D’un côté, en imposant un standard de taille, il complexe pour la vie les 80% d’hommes qui sont normalement équipés d’une queue de 14 cm — ce qui suffit amplement pour atteindre le fond d’un vagin. Le jeune garçon (et on parle là de garçons très jeunes, puisque l’exposition à la pornographie commence entre 10 et 12 ans), avec sa biroute de ouistiti, se sent anormal face à des hardeurs qui ont fait l’objet d’un casting impitoyable. D’où des complexes qui perdureront. La gamine qui a eu accès aux mêmes spectacles s’attend, plus tard, à des partenaires sur-équipés qu’elle ne rencontrera que bien rarement — et qui d’ailleurs lui feront plus de mal que de bien : quand on frappe obstinément à une porte qui ne peut s’ouvrir, on occasionne des dégâts considérables ; quand on passe en force par la porte étroite, comme disait Gide, on produit des douleurs insoutenables.
Sans parler de celles qui, frappées par l’hypertrophie mammaire des hardeuses, cherchent par tous les moyens à modifier leur poitrine : plus de 15 000 adolescentes mineures aux Etats-Unis ont chaque année recours à des mammoplasties.
Petits paquets de chair
C’est que les consommateurs pré-pubères de pornographie ignorent que les films qu’ils regardent sur x-hamster ou XNXX sont des fictions.

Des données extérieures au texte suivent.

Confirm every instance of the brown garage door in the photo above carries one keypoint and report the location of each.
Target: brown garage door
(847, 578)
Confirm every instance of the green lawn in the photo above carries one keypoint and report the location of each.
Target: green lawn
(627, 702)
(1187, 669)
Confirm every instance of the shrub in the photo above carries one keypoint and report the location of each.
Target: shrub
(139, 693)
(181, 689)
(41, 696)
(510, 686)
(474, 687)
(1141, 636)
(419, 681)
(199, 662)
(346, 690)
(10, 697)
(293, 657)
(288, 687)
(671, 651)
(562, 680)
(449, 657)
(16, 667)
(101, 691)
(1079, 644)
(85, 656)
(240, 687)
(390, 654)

Comme ils ignorent que les vedettes de ces spectacles sont bourrées d’hormones et d’analgésiques pour tenir, d’un côté, et ne pas avoir mal, de l’autre. Ils sont à un âge où la différence entre la réalité et la mise en scène d’un fantasme n’est pas bien nette. La petite blonde qui s’est égarée sur Blacksonblondes sera vite tentée d’essayer les Africains qui passent — lesquels sont tout aussi persuadés que les blondes en question, et les femmes occidentales dans l’ensemble, sont des proies promises.

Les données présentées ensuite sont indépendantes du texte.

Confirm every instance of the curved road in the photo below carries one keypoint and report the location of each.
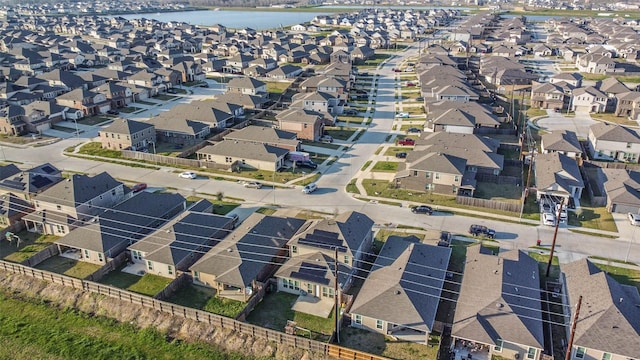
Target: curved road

Les uns et les autres, ramenés à de petits paquets de chair, se dégoûteront vite d’eux-mêmes. Même des professionnels aguerris ont des états d’âme : des milliers d’entre eux se sont suicidés.
Pour ce qui est du rapport à l’autre, c’est encore plus accablant. La pornographie amène à ne plus voir en autrui qu’une viande, à consommer très fraîche. C’est l’éternelle histoire du loup et du Chaperon rouge, multipliée par des millions d’individus.
Parce que dans le conte de Perrault, la gamine ne s’était pas fait offrir un smartphone pour ses dix ans. La responsabilité des parents est immense. Celle de l’Etat qui — libéralisme oblige — laisse les opérateurs des « tubes » déverser leurs immondes productions sans aucun contrôle est tout aussi flagrante.
Soit on invente un moyen sérieux de contrôler l’âge des consommateurs. Soit on fait comme l’Islande, et on interdit tout bonnement la diffusion sur le Net de tout contenu pornographique. La Chine est un grand pays et s’en passe très bien. Il faut bien saisir que je parle là d’une épidémie autrement dommageable que les virus à la mode. C’est une vie entière qui est gâchée par l’imprégnation précoce des consciences. Et quitte à distiller une information à la sexualité à l’école, c’est moins de MST et de contrôle des naissances qu’il faudrait parler que de ces fictions à pur objectif mercantiliste, dont l’addiction entraîne des désastres prévisibles et programmés. Parce que moins ils oseront faire l’amour (l’acte le moins fréquent dans ces films est le baiser — demandez-vous pourquoi), et plus ils seront victimes de cette société du spectacle pornographique.